[Note] AuTO: Scaling Deep Reinforcement Learnign for Datacenter-Scale Automatic Traffic Optimization

原論文：Li Chen, J. Lingys, Kai Chen and Feng Liu. AuTO: Scaling Deep Reinforcement Learnign for Datacenter-Scale Automatic Traffic Optimization. SIGCOMM 2018.

1. Introduction

Traffic optimization (TO) 是很重要的 datacenter management 問題，包括：

flow/coflow scheduling
congestion control
load balancing & routing

目前 TO 普遍仰賴專家 heuristics 來 hand-craft，但實際上 TO 很注重 parameter 的 setting。如果 parameter mismatch 的話，TO 的效能反而會變得更差。例如：

PIAS 的 thresholds 靠計算過去的 long term flow size distribution 來決定，因此容易發生與現在的 size distribution mismatch 的問題。

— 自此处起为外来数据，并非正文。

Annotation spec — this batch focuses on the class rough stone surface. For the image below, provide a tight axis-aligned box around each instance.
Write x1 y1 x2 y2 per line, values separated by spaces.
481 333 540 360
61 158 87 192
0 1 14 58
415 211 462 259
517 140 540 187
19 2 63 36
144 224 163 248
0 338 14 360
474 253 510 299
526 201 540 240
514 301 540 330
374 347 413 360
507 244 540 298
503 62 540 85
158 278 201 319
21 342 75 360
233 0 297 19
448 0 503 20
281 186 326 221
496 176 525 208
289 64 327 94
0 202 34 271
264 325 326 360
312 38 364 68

效能最嚴重可能降低 38.64%
pFabric 也會發生類似的問題，在某些情況下即使很仔細的優化 Threshold，平均 FCT 甚至會下降 30%
Aalo 則因為無法動態 adaptation，因此必須仰賴操作員挑選數值。

FCT: Flow Completion Time

通常，設定一個好的 TO 非常耗時，甚至會花上 1 週來選定 parameters。因為操作人員必須擁有很好的 insight、application knowledge、traffic statistics (長時間的收集)。通常步驟入下：

先建立 monitoring system來蒐集終端系統的資料與數據
蒐集、分析、設定 parameters、在 simulation tools 上測試效果
將最後 heuristics 找出來最佳的 parameter 套用到 System 上

因此，能夠自動化 TO 是非常吸引人的事情。此篇 Paper 設計了一套自動化 TO 的演算法，可以套用到 volumnious、uncertain、volatile data center traffic 的環境，同時也能達到操作員期望的效果。為了測試 DRL 方法的效率，作者建立一個 flow-level centralized TO system，並使用 basic RL algorithm: Policy gradient。經測試後發現，即使使用很好的設備 (GPU) 運行 DRL，也無法在真正的 datacenter 的 scale ($\gt10^5 servers$) 下運行。關鍵在於 computation time ($~100ms$): short flow 在 DRL 下 Decision 前就已經不見了。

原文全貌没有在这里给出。